4.3 75-inch midrange ribbon

We sometimes say that the midrange is a window into the mind of a
composer or a singer. And indeed, the midrange is where the “magic”
is in a well-recorded musical event. This is why the G1.1 loudspeaker
system uses a single 75-inch ribbon per channel as a dipolar line-
source to reproduce these critical frequencies.

The midrange ribbon used in the G1.1 is manufactured to Genesis’
specifications. The ribbon itself is made of a very thin layer of
aluminum laminated to a substrate of mylar that is 0.001inch thick.
The ribbon is then suspended in the magnetic field created by over 36
feet of barium-ferrite magnets.

The result is a perfect line-source ribbon generating a continuous and
perfectly coupled wave front. The benefit of this to the listener is a
wide and even horizontal dispersion yielding a large and highly stable
sweet spot.

As a line-source dipole, the midrange ribbon has a vertical dispersion
pattern identical to that of the line array of tweeters.

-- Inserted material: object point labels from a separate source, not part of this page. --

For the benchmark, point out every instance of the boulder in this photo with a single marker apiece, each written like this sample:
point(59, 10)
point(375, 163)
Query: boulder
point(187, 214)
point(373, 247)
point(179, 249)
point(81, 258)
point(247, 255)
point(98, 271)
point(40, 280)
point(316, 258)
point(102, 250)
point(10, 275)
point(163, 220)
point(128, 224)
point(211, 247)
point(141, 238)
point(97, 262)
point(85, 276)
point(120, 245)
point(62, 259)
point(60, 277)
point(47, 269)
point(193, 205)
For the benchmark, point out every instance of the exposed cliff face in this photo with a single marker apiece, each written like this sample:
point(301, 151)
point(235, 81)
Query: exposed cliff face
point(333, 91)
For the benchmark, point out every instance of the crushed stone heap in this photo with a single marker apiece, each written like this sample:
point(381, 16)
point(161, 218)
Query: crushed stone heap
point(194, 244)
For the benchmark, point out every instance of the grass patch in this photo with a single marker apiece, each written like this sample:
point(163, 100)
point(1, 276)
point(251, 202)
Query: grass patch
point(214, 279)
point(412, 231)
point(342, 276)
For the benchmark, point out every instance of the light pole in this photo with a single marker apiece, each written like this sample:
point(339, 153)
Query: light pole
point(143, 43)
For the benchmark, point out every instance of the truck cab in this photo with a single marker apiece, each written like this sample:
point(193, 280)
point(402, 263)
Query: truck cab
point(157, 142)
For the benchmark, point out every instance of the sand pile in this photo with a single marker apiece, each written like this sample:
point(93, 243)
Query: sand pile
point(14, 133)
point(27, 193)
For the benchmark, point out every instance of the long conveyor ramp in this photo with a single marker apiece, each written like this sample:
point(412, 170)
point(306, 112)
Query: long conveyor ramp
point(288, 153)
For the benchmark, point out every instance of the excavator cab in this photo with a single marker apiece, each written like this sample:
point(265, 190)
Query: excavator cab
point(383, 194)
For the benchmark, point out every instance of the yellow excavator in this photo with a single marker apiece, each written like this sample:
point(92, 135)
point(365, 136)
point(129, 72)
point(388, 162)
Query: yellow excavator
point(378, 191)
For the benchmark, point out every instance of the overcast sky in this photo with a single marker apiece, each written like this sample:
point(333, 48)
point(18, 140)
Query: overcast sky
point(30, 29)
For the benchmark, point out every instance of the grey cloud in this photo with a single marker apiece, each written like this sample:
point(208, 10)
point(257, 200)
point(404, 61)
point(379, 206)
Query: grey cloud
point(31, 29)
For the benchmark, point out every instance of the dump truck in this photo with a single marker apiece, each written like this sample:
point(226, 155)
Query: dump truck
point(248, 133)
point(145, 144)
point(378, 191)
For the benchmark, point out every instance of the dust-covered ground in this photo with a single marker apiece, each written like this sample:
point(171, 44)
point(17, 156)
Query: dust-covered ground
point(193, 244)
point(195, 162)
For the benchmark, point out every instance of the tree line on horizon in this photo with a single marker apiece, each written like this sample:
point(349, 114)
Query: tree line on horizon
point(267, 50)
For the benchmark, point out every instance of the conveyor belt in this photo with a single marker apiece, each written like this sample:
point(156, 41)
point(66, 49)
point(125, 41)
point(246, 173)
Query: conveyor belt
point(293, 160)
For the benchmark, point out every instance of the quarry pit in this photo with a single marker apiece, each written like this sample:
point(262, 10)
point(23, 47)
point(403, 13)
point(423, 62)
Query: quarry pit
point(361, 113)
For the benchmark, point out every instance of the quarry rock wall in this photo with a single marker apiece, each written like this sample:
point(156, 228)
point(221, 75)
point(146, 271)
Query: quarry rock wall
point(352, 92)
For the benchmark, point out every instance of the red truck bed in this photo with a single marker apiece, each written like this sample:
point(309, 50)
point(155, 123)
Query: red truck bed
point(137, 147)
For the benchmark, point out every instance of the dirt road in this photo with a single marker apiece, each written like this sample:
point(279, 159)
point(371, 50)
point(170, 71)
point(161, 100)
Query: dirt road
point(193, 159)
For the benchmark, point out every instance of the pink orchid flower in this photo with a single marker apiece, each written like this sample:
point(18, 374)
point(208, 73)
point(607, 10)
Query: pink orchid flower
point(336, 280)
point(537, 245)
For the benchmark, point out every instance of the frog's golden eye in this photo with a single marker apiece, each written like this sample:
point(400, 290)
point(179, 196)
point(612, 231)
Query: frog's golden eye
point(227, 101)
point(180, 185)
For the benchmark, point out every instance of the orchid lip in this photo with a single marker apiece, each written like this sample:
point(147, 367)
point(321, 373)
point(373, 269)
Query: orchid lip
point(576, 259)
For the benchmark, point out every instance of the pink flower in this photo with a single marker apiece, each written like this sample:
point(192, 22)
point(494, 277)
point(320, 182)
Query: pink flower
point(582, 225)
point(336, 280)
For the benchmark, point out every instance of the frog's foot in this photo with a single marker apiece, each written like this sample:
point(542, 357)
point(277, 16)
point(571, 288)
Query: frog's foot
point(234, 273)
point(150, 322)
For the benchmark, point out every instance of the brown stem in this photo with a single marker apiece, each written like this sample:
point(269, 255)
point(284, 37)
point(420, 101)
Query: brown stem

This insulates the
listener from the room’s negative effects, and enhances the sense of
spaciousness and depth.

4.4 The Servo-bass Advantage

Very few loudspeakers use servo drive, either because most
designers think that it is too difficult to design, too expensive or
because of the extraordinary demands a servo system makes on the
amplifier and the transducer. However, Arnie Nudell who originally
started Genesis, first introduced the servo system in the legendary
Infinity Servo Statik One in 1968. The system has evolved, and been
improved for the last 40 years, and the one used in the Genesis 1.1 is
the latest state of the art.

The concept of our servo-bass system is an easy one to understand.
It employs an accelerometer as a sensor to constantly monitor the
movement of the woofer cone and instantaneously compare it to the
input signal. This comparison circuit identifies any deviation from the
input signal and applies a corrective signal to compensate; resulting in
the virtual elimination of the inherent distortion of the woofer.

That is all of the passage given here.